Ja, gerade dort ist der Hebel oft besonders groß. Hohe Auftragswerte und wiederkehrende Bestellmuster machen B2B-Catering ideal für Tier-Programme, Reaktivierung und Share-of-Wallet-Strategien.

Wie aufwändig ist die Einführung eines Loyalty-Programms?

Das hängt vor allem von Ihrer Systemlandschaft ab. Mit klaren Prozessen und einer integrierbaren SaaS-Lösung ist ein erster Rollout deutlich schneller als ein Eigenbau; kritisch sind meist Datenmodell und Schnittstellen, nicht die Reward-Idee selbst.

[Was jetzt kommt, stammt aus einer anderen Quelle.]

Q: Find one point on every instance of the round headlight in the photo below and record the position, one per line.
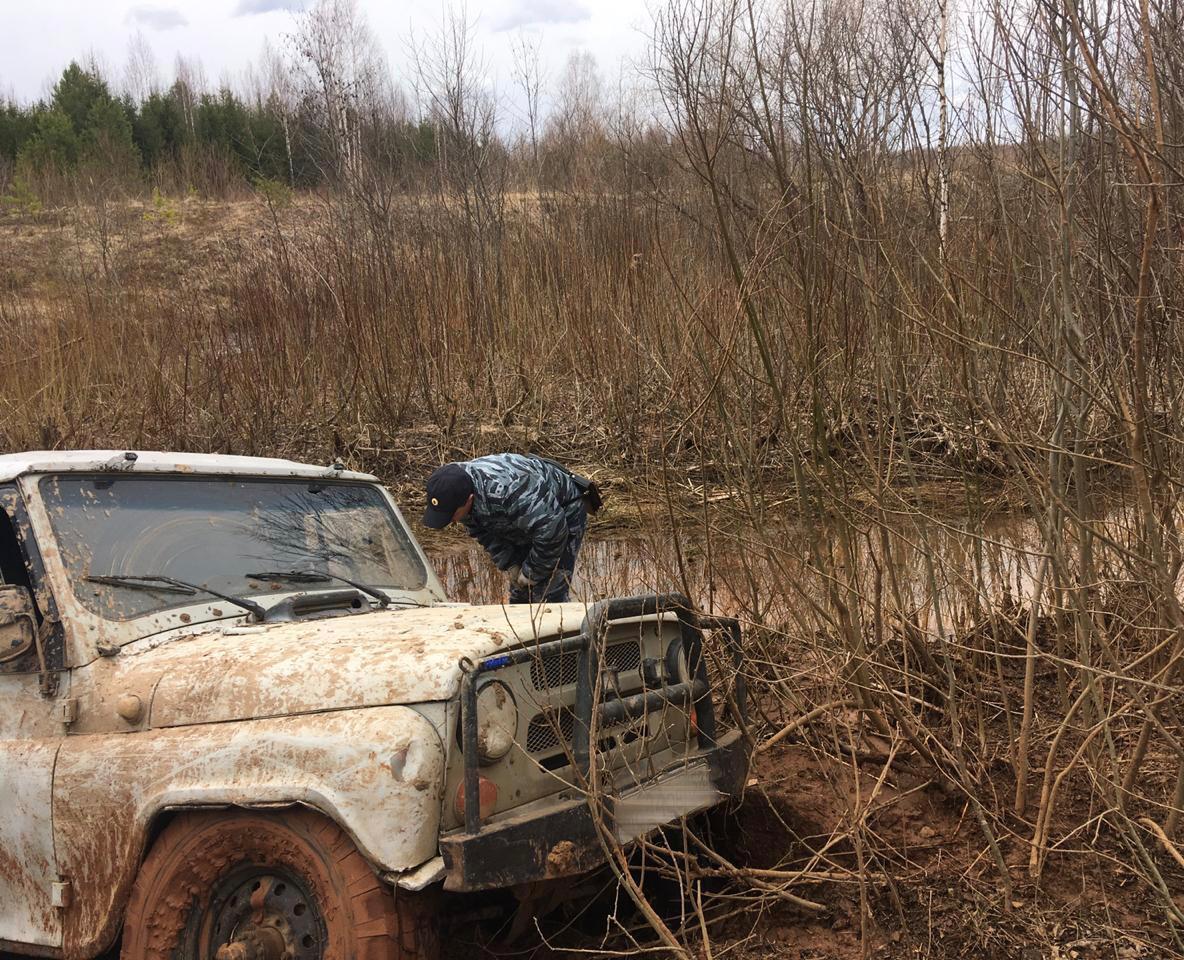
(496, 721)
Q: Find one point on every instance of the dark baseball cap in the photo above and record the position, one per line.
(448, 488)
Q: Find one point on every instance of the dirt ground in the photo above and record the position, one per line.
(933, 896)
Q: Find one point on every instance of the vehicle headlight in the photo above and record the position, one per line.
(496, 721)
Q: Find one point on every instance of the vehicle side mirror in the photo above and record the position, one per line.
(18, 622)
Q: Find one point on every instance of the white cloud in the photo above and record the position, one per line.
(250, 7)
(539, 12)
(158, 18)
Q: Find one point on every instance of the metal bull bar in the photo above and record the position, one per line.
(587, 644)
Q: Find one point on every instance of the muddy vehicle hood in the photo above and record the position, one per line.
(406, 656)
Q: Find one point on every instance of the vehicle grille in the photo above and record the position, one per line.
(547, 730)
(562, 669)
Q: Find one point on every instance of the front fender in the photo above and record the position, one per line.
(377, 772)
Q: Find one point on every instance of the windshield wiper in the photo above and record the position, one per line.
(317, 577)
(134, 581)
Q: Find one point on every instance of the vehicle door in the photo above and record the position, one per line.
(31, 730)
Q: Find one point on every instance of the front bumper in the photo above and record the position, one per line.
(565, 835)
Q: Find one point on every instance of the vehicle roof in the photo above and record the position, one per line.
(13, 465)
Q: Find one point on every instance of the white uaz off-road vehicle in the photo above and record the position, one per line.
(238, 719)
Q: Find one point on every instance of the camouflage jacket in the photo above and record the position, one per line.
(522, 511)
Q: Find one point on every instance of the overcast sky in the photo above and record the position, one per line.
(38, 38)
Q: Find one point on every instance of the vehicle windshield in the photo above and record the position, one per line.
(216, 533)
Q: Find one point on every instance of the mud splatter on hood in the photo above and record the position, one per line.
(405, 656)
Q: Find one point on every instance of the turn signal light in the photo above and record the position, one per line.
(487, 794)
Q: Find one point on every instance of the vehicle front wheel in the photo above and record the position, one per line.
(290, 886)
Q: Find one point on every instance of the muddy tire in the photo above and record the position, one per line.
(290, 886)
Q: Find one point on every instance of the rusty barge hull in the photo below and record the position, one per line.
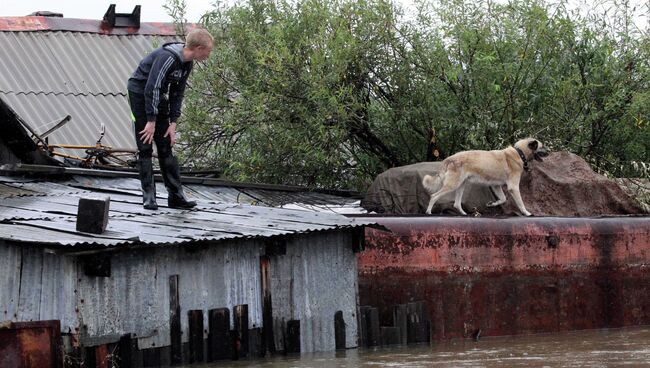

Ist Loyalty Software im Catering DSGVO-konform einsetzbar?

Ja, wenn Einwilligungen, Informationspflichten und Verarbeitungszwecke sauber umgesetzt sind. Relevant sind insbesondere Art. 5, Art. 6, Art. 13 und Art. 28 DSGVO sowie für Werbe-E-Mails § 7 UWG.

Funktioniert das mit unserem bestehenden POS- oder Bestellsystem?

In vielen Fällen ja, sofern APIs, Webhooks oder andere Schnittstellen verfügbar sind. API-First-Lösungen sind hier im Vorteil, weil sie Loyalty-Logik in bestehende Prozesse einbetten, statt ein weiteres Silo aufzubauen.

Können wir ein bestehendes Bonus- oder Stempelkartenprogramm migrieren?

Ja, typischerweise lassen sich Mitglieder, Punkte- oder Statusstände und Teile der Historie übernehmen. Wichtig ist, vorab festzulegen, welche Altlogik erhalten bleiben soll und welche bewusst ersetzt wird, damit die Migration nicht alte Schwächen fortschreibt.

Wie starten wir praktisch in den ersten 30 Tagen?

Beginnen Sie mit einem klar abgegrenzten Segment, zum Beispiel wiederkehrenden Firmenbestellern an einem Standort. Definieren Sie dann ein Ziel, ein Reward-Modell und drei messbare KPIs – etwa Wiederbestellrate, aktive Mitglieder und Einlöserate – bevor Sie den Rollout verbreitern.